Unfortunately, that’s precisely the chain of events that took place this morning, just two days after Chinese health authorities announced that they’d confirmed three cases of a new strain of bird flu -- two of which were found in Shanghai and resulted in fatalities. This evening, health authorities in Jiangsu confirmed the Nanjing case and three more, for a total of seven cases.
For those (like me) who lived in China during the 2002-2003 SARS epidemic, today’s events feel eerily familiar. Back then, Chinese officials covered up SARS for months, suppressing data, the location of outbreaks and access to patients by the World Health Organization, all in the hope of preventing public panic and, many presumed, preserving promising public-health careers. The result was a widespread epidemic (both domestically and internationally), international embarrassment and substantial economic damages.
In the wake of this catastrophe, China increased spending on health care, committed to increased transparency and established emergency plans in the case of a new epidemic. In 2009, some of those plans were tested during the worldwide swine-flu pandemic. But that didn’t originate in China, nor did it prove to be the fatal threat that many feared -- and for which those plans were devised.
Is the new variety of bird flu that threat?
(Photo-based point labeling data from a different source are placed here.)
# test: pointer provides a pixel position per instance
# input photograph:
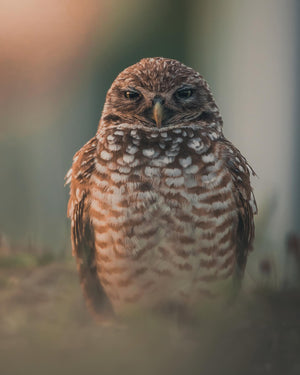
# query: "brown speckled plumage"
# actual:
(160, 212)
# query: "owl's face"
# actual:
(159, 92)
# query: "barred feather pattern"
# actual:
(167, 212)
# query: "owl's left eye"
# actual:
(184, 93)
(132, 94)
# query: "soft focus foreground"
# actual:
(57, 62)
(45, 328)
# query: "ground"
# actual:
(46, 329)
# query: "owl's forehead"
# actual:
(157, 74)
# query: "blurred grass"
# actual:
(46, 329)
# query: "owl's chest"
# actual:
(158, 212)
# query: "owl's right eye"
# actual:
(132, 94)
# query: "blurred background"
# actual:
(59, 58)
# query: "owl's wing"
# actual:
(82, 234)
(240, 172)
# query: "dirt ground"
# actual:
(46, 329)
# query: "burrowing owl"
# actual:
(161, 204)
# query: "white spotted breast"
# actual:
(163, 213)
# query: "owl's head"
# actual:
(159, 92)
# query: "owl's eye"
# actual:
(184, 93)
(132, 94)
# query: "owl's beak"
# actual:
(158, 113)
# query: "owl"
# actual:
(161, 204)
So far, there are simply too few known cases to judge the virulence of the virus. Neither the World Health Organization nor the Chinese authorities yet know how the virus is spreading. Based on Chinese authorities’ observations of those who have associated with infected patients, it appears unlikely that human-to-human transmission is the likely vector. That’s a reassuring claim.
Nonetheless, for a Chinese public and international community that’s grown accustomed to less-than-total transparency from Chinese public-health authorities, it lacks credibility. That credibility gap has only been widened over the last 48 hours as Chinese learned that public-health authorities waited nearly three weeks before informing them of the Shanghai-area infections. (Actual confirmation of the precise virus didn’t happen until March 29, but authorities were aware they had something serious and new in their midst weeks before).
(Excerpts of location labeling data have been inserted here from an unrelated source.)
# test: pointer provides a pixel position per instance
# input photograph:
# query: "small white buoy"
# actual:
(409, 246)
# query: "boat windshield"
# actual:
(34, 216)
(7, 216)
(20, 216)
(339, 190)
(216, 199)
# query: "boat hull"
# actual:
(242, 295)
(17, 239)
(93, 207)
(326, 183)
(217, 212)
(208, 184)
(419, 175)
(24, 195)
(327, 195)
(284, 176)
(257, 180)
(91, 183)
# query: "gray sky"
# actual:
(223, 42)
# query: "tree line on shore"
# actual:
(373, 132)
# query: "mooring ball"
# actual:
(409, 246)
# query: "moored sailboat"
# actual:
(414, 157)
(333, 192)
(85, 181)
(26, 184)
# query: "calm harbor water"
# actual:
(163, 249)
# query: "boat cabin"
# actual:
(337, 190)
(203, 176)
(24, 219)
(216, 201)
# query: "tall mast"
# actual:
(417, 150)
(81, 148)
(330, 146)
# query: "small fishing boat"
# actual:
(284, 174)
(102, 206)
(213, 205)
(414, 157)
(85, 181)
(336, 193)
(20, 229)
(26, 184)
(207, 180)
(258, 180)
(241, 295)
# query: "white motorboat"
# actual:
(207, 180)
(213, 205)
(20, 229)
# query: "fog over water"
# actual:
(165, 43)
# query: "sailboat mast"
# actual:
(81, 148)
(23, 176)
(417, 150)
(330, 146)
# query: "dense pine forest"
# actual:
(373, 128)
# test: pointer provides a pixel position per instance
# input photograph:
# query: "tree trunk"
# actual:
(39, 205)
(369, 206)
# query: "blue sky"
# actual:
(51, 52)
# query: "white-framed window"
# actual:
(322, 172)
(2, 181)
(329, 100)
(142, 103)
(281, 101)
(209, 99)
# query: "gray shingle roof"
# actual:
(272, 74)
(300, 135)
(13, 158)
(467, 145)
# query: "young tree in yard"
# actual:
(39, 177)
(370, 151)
Fortunately, the odds are that the 2013 bird-flu outbreak will turn out to be not much of a crisis at all. But that’s little consolation to Chinese wondering about their odds in a pandemic. This evening, H7N9 is a top trending topic on Sina Weibo, with many voices openly doubting the public information about the virus and the speed at which it was disseminated. If the Chinese government hopes to cool the nerves of its netizens, it’d be well-advised to remember the lessons of SARS before it’s too late to act on them.